He showed the schoolteacher what appeared to be a small tabloid newspaper full of testimonial advertising and devoted to news of the industry. Halfway down a gossip column she read: “Plans for the new Thorwald L. Nincom production move apace…. Today he will sign a famous New York detective as technical expert on the picture.”
“I haven’t the slightest idea how that got out,” said Wagman unblushingly. “But it can’t do any harm. Here in Hollywood people don’t believe anything, even their own love affairs, until they read it in print.” And he steered Miss Withers inside the sacred gates. She had a brief glimpse of a reception room full of uncomfortable chairs and uncomfortable people, then of a double door guarded by a beefy young man in the uniform and badge of a policeman. The door clicked, and they went down a hallway and then outside into a street between towering, windowless buildings.

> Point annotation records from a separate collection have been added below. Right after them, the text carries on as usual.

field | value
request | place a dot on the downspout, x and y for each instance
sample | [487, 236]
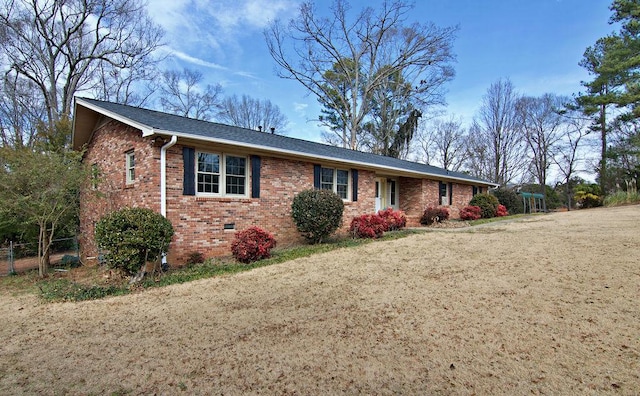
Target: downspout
[163, 174]
[163, 181]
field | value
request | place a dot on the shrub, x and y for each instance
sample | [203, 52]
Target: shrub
[132, 236]
[317, 213]
[368, 226]
[488, 204]
[252, 244]
[509, 199]
[434, 215]
[195, 258]
[394, 219]
[470, 213]
[502, 211]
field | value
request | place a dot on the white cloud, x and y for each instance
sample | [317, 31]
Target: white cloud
[196, 61]
[300, 108]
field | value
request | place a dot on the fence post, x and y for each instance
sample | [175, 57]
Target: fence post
[12, 269]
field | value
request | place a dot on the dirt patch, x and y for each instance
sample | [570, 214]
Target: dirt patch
[543, 305]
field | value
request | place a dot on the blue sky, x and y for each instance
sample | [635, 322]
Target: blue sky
[537, 44]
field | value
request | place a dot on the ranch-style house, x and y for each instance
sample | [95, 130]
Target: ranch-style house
[211, 180]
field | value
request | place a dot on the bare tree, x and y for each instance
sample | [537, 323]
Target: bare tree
[21, 111]
[443, 143]
[497, 148]
[251, 113]
[135, 85]
[183, 94]
[361, 54]
[541, 122]
[57, 45]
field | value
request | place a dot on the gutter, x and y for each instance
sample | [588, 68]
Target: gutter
[163, 174]
[163, 181]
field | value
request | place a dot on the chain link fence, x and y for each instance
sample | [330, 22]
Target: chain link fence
[22, 257]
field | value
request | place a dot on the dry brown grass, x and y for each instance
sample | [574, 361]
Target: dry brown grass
[542, 305]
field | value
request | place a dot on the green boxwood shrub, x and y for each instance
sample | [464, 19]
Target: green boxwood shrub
[470, 213]
[317, 213]
[131, 236]
[434, 215]
[252, 244]
[487, 203]
[368, 226]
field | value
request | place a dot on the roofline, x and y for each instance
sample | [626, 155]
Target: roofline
[146, 130]
[321, 157]
[149, 131]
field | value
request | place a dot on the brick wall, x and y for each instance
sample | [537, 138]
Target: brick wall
[107, 151]
[199, 222]
[417, 194]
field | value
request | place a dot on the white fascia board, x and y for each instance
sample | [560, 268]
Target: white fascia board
[146, 129]
[312, 156]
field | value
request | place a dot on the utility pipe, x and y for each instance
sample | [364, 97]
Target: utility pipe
[163, 182]
[163, 174]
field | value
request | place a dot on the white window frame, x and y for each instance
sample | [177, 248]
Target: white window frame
[222, 174]
[334, 181]
[130, 160]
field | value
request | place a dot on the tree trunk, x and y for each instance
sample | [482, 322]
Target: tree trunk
[603, 149]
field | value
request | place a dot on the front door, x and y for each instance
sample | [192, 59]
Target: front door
[392, 194]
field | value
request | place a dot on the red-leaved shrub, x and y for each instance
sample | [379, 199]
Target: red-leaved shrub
[434, 215]
[394, 219]
[252, 244]
[470, 212]
[502, 211]
[367, 226]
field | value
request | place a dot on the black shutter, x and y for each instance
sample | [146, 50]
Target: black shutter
[189, 180]
[354, 185]
[316, 176]
[255, 176]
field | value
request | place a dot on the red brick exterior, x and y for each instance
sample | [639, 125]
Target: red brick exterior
[199, 221]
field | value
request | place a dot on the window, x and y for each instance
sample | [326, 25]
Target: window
[336, 180]
[392, 193]
[130, 159]
[211, 178]
[444, 201]
[95, 176]
[236, 170]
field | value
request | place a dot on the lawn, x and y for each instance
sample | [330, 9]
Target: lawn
[542, 304]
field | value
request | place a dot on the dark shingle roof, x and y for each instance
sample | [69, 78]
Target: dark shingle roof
[164, 123]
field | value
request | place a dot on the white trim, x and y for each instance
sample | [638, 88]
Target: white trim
[148, 131]
[128, 168]
[222, 184]
[163, 174]
[315, 157]
[334, 181]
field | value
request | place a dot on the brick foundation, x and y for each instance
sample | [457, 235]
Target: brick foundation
[199, 222]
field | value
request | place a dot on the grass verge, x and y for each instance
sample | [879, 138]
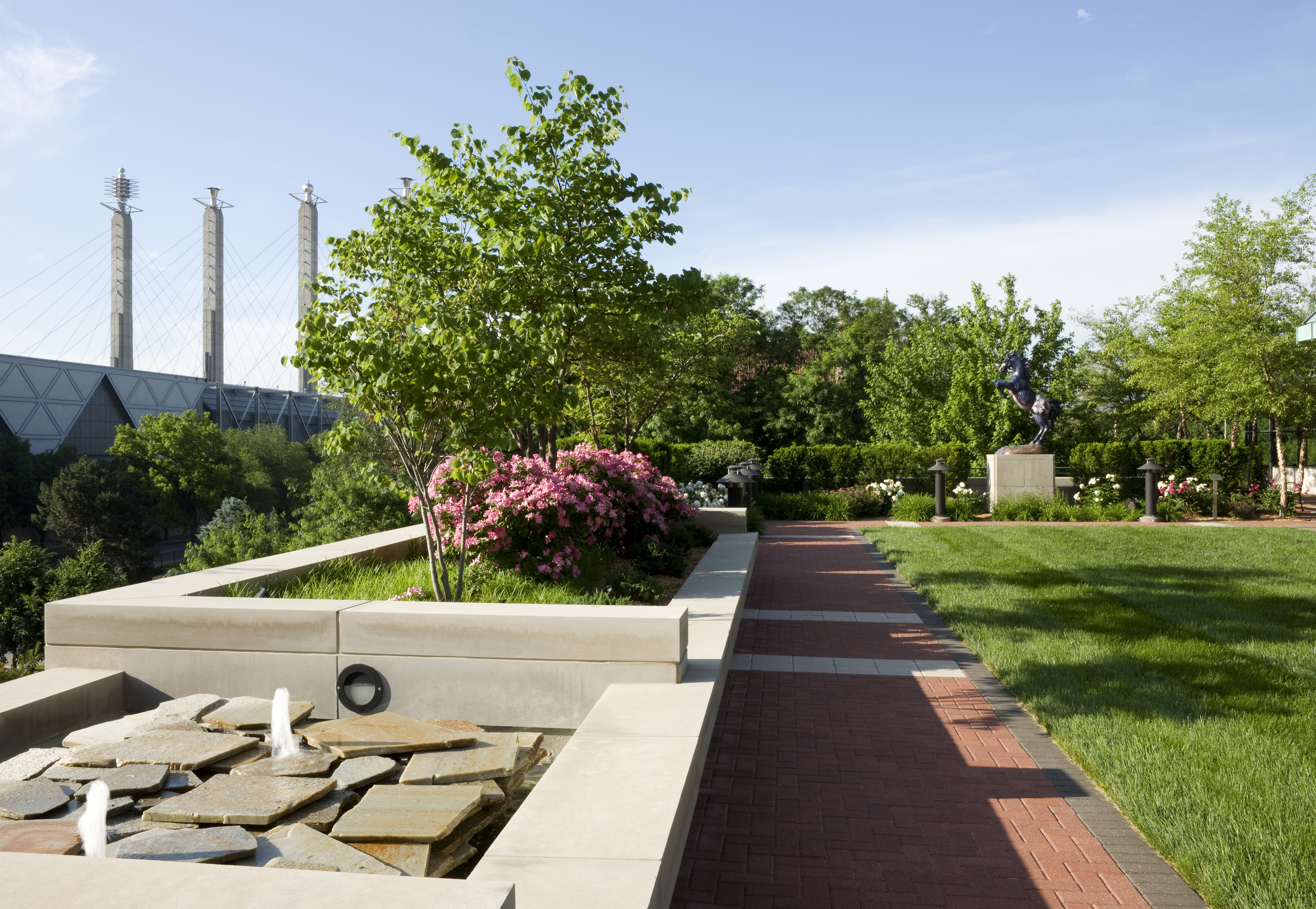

Young men on bicycles went lazily past them, bearing envelopes, sacks of mail, and round tin cans which Wagman said contained film, the precious strips of celluloid which were the sole product of this vast plant. Trucks rumbled by, and here and there were little groups of worried, older men in bright ties and sedate sack suits. There was no sign anywhere of a star or even of an extra player, but Miss Withers was oddly thrilled all the same.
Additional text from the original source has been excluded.